Victor Mair has a post at the Log that is not only an impassioned ode to the Allium genus—”My uncontested favorite of all the Allium species, however, is garlic (Allium sativum)…”—but a treasure-trove of linguistic tidbits in both Chinese (he discusses jiǔcài 韭菜, “a kind of chive”) and English. I had known about ramps, “a kind of wild garlic… only available for six weeks in the spring,” but had not known the etymology, which is excellent. Bob Shackleton said in the comment thread: “And most wonderfully, we have here the English descendant of the original Indo-European word for onion (*krem-) – one of the few surviving relatives of Greek ‘kromion’!” The OED elaborates, in its entry for rams (which it takes as the original English form and which it refers you to if you look up ramp; the entry was updated in June 2008):
Cognate with Middle Low German rāmese, rēmese, Old High German ramese (German (chiefly regional) Rams, Rambs, Ramisch, Ramsche, Ramus, etc.; > Danish rams, †ramse (now chiefly regional, except in the synonymous compound ramsløg)), Norwegian rams (now regional, except in the synonymous compound ramslauk), Swedish rams, ramsk (c1580; now regional, except in the synonymous compound ramslök) < the same Indo-European base as Early Irish crem (Irish creamh), Welsh craf, cra, Lithuanian kermušė, Russian čeremša, all in sense ‘wild garlic’, and ancient Greek κρόμμυον, κρόμυον onion.
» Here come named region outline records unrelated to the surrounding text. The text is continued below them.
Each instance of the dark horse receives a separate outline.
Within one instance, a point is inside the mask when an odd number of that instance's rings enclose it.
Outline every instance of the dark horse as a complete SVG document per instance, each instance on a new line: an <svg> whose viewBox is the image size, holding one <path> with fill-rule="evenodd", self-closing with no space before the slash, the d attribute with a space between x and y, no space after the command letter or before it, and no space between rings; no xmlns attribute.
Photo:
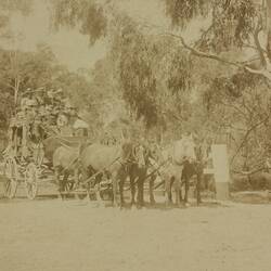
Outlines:
<svg viewBox="0 0 271 271"><path fill-rule="evenodd" d="M166 203L172 202L171 190L175 185L177 204L182 201L186 204L190 180L196 176L196 197L199 204L205 159L204 146L194 144L192 140L180 140L158 152L156 149L155 156L158 165L164 164L158 171L166 184ZM182 185L184 185L184 198L182 198Z"/></svg>
<svg viewBox="0 0 271 271"><path fill-rule="evenodd" d="M107 146L94 143L82 150L79 159L85 180L90 180L101 173L109 176L113 184L113 205L117 205L118 186L122 192L124 182L130 172L130 165L136 163L133 144L126 142L120 145ZM94 178L93 181L95 181ZM100 191L96 191L96 198L101 199ZM122 203L124 196L120 193L120 206Z"/></svg>
<svg viewBox="0 0 271 271"><path fill-rule="evenodd" d="M138 207L144 205L144 181L147 176L147 169L150 167L151 153L149 149L142 144L136 144L132 147L131 163L127 165L127 176L130 181L131 189L131 205L137 204ZM121 203L124 204L124 183L125 178L119 182L119 193ZM138 188L137 201L136 201L136 188Z"/></svg>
Compare post-classical Latin ramusia (10th cent. in a German source probably ultimately of British origin), ramusium (c1025 in a British source), ramuscium (a1125 in a British source), all probably < Old English.
The β. forms [ram, rame] result from analysis of the α. forms as plural. It is uncertain whether the (rare) late Middle English forms show singular or plural forms; compare also ramsey n. and ramsons n.
In the thread, Piotr Gąsiorowski points out: “Ramson comes from the weak-noun plural hram(e)san, and ramsons is etymologically a double plural like children.” As for rampion (a name for several different plants), it’s entirely unrelated, with a complicated etymology of its own about which the OED goes on for paragraphs; a cognate is German Rapunzel—which I had no idea was primarily the name of a plant; I knew only the gal with the hair—and another is French raiponce, about which marie-lucie writes:
Looking up raiponce again on Wikipedia, I see that the Rapunzel of the story is called Raiponce in French, just like the plant. Having only read Grimm’s stories in English, I did not know the equivalent French name.
As for the origin of the French word, the TLFI (French online dictionary) gives raiponce as basically a borrowing from an Italian word attested as raponzo, raponzolo, raperonzolo, from Latin raponciolum (but the Latin word could be a learned reformation based on one of the Italian forms). The suffix –onz– seems to be unexplained in Italian, so the apparently basic word raponzo could be an adaptation of a word from another language, perhaps a Germanic one such as rapunze, the presumed stem of Rapunzel.
The OED says:
The Italian word has frequently been regarded as a derivative (formed with several suffixes) of rapa rape n.5 (see further Französisches etymol. Wörterbuch at rapum), but recent authoritative dictionaries of Italian consider this more likely to be a folk etymology (see e.g. M. Cortelazzo & P. Zolli Diz. etimol. della lingua italiana (ed. 2, 1999) at raperonzolo). Although post-classical Latin rapunculum, etc., has sometimes been suggested as the ulterior etymon of the plant name, it is much more likely to be an adaptation of one or more vernacular forms, given its late attestation and close formal resemblance to the latter.